Ну, тут и началось самое тяжёлое. Она не давала мне прохода. Цепляла при первом же пересечении в коридоре или в холле. Я начал скрываться в своей палате.
Короткое отступление. Это уже была собственно не палата, как та первая, а уже более-менее комната.
К тому моменту, когда в «буйное» вернулась Эдельтраут, мне завезли двух соседей. Сначала был Программист. Не знаю, кто он там по профессии, ни разу с ним не разговаривал, но выглядел он именно программистом. Чуть полноватый, очкарик.

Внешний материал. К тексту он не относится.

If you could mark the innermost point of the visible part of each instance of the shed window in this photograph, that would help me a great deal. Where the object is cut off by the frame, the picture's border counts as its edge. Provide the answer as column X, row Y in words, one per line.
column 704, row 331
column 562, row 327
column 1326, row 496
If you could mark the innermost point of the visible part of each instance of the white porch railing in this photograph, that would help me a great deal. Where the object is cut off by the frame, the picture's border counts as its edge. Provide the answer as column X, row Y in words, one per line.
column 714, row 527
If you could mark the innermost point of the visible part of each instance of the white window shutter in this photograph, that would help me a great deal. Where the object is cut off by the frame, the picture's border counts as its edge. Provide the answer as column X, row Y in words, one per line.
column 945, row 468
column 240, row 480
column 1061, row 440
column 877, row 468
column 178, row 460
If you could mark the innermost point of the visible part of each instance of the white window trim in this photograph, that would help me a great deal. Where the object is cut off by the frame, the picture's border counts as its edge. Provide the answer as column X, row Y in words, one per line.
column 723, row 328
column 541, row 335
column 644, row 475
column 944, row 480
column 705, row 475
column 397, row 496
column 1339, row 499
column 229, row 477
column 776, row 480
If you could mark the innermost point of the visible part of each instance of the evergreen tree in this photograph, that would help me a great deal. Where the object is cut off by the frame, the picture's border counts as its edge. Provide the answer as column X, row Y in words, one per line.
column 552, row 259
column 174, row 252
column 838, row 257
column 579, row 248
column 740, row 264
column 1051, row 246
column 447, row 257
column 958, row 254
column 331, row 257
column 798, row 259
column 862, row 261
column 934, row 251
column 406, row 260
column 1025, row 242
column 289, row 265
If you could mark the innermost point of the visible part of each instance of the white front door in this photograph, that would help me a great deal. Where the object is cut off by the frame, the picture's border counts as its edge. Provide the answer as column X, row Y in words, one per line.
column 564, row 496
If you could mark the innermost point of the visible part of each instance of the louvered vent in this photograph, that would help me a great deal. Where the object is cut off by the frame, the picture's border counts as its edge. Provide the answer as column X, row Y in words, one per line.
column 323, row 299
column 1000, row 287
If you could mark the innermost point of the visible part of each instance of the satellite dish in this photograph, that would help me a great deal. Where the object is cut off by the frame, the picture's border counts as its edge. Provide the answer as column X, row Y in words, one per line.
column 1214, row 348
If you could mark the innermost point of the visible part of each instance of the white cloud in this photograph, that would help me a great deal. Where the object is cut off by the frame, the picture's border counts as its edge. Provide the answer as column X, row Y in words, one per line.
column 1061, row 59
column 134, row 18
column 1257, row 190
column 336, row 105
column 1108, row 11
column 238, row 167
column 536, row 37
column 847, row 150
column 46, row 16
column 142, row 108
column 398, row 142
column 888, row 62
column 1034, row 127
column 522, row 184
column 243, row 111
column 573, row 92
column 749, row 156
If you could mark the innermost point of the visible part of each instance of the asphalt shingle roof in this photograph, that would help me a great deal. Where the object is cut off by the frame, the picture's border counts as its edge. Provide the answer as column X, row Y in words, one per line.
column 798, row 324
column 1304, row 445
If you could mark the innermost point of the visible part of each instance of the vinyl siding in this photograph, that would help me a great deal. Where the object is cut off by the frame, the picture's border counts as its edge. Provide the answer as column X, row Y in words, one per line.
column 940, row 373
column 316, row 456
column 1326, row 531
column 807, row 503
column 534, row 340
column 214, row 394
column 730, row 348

Первые дни он всё время спал. Завтракал и заваливался спать до обеда. Как я. Просыпался он сам — за минуту до кормёжки, уходил есть, возвращался и опять ложился спать. Просыпался вновь к ужину, вставал с точностью до секунды и напрямик в столовую, ел и брёл уже спать до утра. Спал большей частью на животе, слегка похрапывая и регулярно тихо попукивая. Лекарств ему никаких не давали. Давление не мерили, как это было с некоторыми из пациентов, кровь на сахар из мочки уха не брали. У меня сложилось такое впечатление, что он здесь давний пациент. Уж больно точно у него все рефлексы на приём пищи заточены. Пару дней спустя он стал меньше спать. Точнее будет так: ему уже не удавалось заснуть. Он приходил после приема пищи, раздевался, одевал шорты, ложился в постель, некоторое время сопел, сучил ногами, замирал, вскакивал, одевался, куда-то убегал, пять минут спустя возвращался (воздух насыщался запахом курева), раздевался, одевал шорты, сопел, сучил… и так десятки раз подряд. Начал часто ходить в туалет. Когда находишься под таблетками, подобные вещи не раздражают, лишь забавляют. Начинаешь следить за всеми мелочами, полностью ли соблюдается ритуал, или же в нем бывают сбои: будет ли он сейчас сучить ногой или нет, которой из двух, левой-правой, обеими?..
Ещё в первый день мне было сказано, чтобы я свою зубную щётку и прочие принадлежности личной гигиены держал в прикроватной тумбочке, так, мол, будет надёжнее. Этот же чудик, Программист, разложил всё своё добро в ванной. Мне вспомнилась сцена из «Американского психопата», в которой описано утро главного героя, точнее, огромное количество всякой косметики, у каждой из которой своя собственная функция, и определённая последовательность. Туалетная комната ожила и превратилась в некое подобие стеллажа из магазина «Rossmann».